Colorado launched a $2 million public awareness campaign in May, including television, radio, print and billboard advertising in English and Spanish and outreach through social media. Kansas has had no public awareness campaign other than employees of the Kansas Insurance Department visiting cities for public question and answer sessions.

Like Florida, Kansas also did not expand Medicaid eligibility. Kansans generally are eligible for Medicaid only if they are extremely poor, making no more than 32 percent of the federal poverty level, or $7,500 for a family of four. The ACA raised eligibility to 133 percent of poverty level, or $31,322 for a family of four, but the U.S. Supreme Court said states could not be compelled to expand Medicaid eligibility, and the Kansas Legislature opted not to.

That will leave a substantial number of Kansans without insurance and without help to get it. The maximum income for Medicaid eligibility in Kansas is still far below the income level at which federal subsidies help offset insurance purchased through the exchanges: $11,490 for individuals and $23,550 for a family of four. That's because the Affordable Care Act, as written, didn't provide subsidies below those incomes because those families would get Medicaid instead.

Additionally, under Kansas regulations, single able-bodied adults are not eligible for Medicaid at any income level. Kansas Insurance Commission Sandy Praeger recently estimated that 130,000 to 150,000 Kansas adults would "fall between the cracks," too rich to qualify for Medicaid, too poor to qualify for subsidies for insurance.

Many elderly people have taken a keen interest in Obamacare because they worried about how it will affect their Medicare, the federal insurance for people over 65.

That answer, Moon said, is not much. They don't have to do anything different. They are, however, getting some improved benefits since the Affordable Care Act became law in 2010.

ACA stipulates that many preventive care services are now fully paid for by Medicare. It also is shrinking the "donut hole" in prescription drug coverage a bit each year through 2020. For instance, Medicare enrollees now have prescriptions covered up to a certain level, then have to pay 79 percent of the cost of generic drugs, 47.5 percent of brand name drugs, until they reach their annual maximum and Medicare begins paying for all the cost again.

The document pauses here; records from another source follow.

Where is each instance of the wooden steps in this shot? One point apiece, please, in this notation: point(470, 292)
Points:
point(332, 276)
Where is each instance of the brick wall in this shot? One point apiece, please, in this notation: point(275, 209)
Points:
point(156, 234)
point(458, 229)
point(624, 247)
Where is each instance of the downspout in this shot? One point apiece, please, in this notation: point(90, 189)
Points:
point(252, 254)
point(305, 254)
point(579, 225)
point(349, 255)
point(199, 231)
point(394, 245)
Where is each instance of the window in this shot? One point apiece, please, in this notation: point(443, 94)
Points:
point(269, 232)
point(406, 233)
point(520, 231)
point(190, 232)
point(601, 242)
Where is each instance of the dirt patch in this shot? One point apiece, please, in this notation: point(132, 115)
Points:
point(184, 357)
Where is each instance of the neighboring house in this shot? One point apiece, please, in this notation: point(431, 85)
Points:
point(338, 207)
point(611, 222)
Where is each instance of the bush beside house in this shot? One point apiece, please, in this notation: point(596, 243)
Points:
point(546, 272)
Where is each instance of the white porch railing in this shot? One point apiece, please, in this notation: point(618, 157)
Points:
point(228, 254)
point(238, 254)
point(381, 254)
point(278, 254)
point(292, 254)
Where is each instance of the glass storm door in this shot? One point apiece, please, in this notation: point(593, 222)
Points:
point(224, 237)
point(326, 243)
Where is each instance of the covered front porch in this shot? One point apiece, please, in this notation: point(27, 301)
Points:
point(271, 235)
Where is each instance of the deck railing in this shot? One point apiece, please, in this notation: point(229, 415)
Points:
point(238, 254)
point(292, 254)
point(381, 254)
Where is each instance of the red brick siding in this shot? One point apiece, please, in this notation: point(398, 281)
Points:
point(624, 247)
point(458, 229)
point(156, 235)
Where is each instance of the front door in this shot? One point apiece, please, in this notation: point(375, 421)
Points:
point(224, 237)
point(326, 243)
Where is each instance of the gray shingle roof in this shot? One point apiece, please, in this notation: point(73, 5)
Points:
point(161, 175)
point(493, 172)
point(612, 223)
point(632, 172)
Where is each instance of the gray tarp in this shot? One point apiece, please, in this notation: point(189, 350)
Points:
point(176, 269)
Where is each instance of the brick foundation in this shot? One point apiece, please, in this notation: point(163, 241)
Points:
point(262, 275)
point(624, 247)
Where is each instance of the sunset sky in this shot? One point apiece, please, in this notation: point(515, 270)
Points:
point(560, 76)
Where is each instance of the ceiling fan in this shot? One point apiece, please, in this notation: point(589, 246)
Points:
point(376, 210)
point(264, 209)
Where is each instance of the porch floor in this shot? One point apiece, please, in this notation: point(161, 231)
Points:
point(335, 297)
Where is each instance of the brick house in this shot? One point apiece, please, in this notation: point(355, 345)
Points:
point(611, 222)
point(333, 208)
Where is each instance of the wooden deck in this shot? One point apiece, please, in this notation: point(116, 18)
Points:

Over the next seven years, the amount they will have to pay for generic drugs will be reduced 7 percent a year until it reaches 25 percent in 2020. The amount paid for brand name drugs will drop 2.5 percent in 2015, then 5 percent a year until it also reaches 25 percent in 2020.

The Affordable Care Act may be "a very good deal" for retired couples where one partner is old enough to enroll in Medicare but the other is still too young and doesn't have access to employer sponsored insurance.

Heretofore, pre-existing conditions were used by insurance companies to deny coverage to those seeking individual policies or to price coverage beyond the ability of people to pay, and Cindy Hermes, the director of public outreach at the Kansas Insurance Department. She noted in a recent public forum in Hutchinson that "by age 50, you usually have about three pre-existing conditions that would knock you out."

If one person has Medicare and a younger spouse doesn't, the one without insurance will be able to go on the exchange, shop for coverage and be assured that the insurance coverage is good and affordable.